Aslında Abdülaziz Han cinayetinin hesabını soracak adamlar vardır. Çerkes Hasan Bey silahını çekip Hüseyin Avni’yle Hariciye Nazırı Rüşdü Paşayı öldürdü ve Sultan’ın öcünü aldı. Çerkes Hasan Bey’le, 15 Temmuz hainliği sırasında darbeci general Semih Terrzi’yi vuran yiğit Astsubay Ömer Halisdemir, devletin kaltabanları  eline düşmesine dayanamadıklarından silaha davranmışlardır. Dahası Çerkes Hasan Bey Abdülaziz Hanın kayınbiraderidir; padişah ablası Neşerek Hanımla evlidir. O da 11 Haziran 1876’da vefat eder yani Padişahın öldürülmesinden hemen  sonra. Çerkes Hasan Bey 15 Haziran  1876’da Midhat Paşa’nın konağında toplanan hükümeti basar, Hüseyin  Avni ve  Mehmet Rüşdü Paşaları öldürür, Midhat Paşa’yla Ahmet Paşa’yı konağın içinde kovalar ama vuramaz. Teslim  olur ve idam edilir. Astsubay Ömer Hasdemir’se darbeci FETÖ’nün çanak yalayıcısı generali vurduktan sonra açılan ateşle şehit düşer.

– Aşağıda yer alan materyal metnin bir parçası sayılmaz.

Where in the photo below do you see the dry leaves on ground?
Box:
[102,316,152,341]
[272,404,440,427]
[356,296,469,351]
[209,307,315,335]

Yıldız Mahklemesi daha sonra darbecileri yargılar. Midhat Paşa Osmanlı’nın düzenini altüst etmiştir. Darbenin Hüseyin Avni’den sonraki ikinci adamıdır. O olmasa belki Hüseyin Avni, kaç yıldır tasarlayıp da bir türlü sahneye koyamadığı darbeyi gerçekleştiremezdi. Bu darbe bir soysuzluk bir ahlaksızlık örneğiydi. Belli başlı hiçbir neden olmadan bir padişah tahttan indirilmiş, öldürülmüş, saraylar yağmalanmıştı. (Bir Darbenin Anatomisi-Yılmaz Öztuna—Babıali Kültür Yayıncılığı 13. Baskı 2011)

Dış Polkitikada deha olan, bütün dış tezgahları çok iyi çözen Abdülhamid Han, Midhat Paşa’nın İngiltere’yle ilişkilerini en ince ayrıntısına değin biliyordu. Dahası Midhat Paşa darbeden yıllar sonra bile arkasını İngiltere’ye dayamıştı. İngilteye’yle padişahı, dolayısıyla da Türk devletini tehdit ediyordu. Bu işi bir kez yapmış, onarılmaz facialara neden olmuştu. Abdülhamid Hen bunu tekrarlatmamak amacındaydı ve onun için Midhat Paşa’yı Abdülaziz Han’ın katillerinden biri olarak yargılattı...

Darbe bir ya da bir kaç kişinin çıkarları için yapılır bu ülkede. Cumhuriyet döneminde de böyledir bu, Osmanlı’da da. Devlet, halk, millet laflarıyla asıl amaçlarını gizler darbeci ama kısa sürede foyası meydana çıkar. Ve millet darbecilerin ardından onlara, hiç bir zaman rahmet dilememiştir. İşte 27 Mayıs’ı yapıp merhum Adnan Menderes’i asanlar, işte Kenan Evren ve işte Fetulah Gülen. Yaptıkları yanlarına kar kalmadığı gibi dünya durdukça Türk milleti onları lanetleyecektir!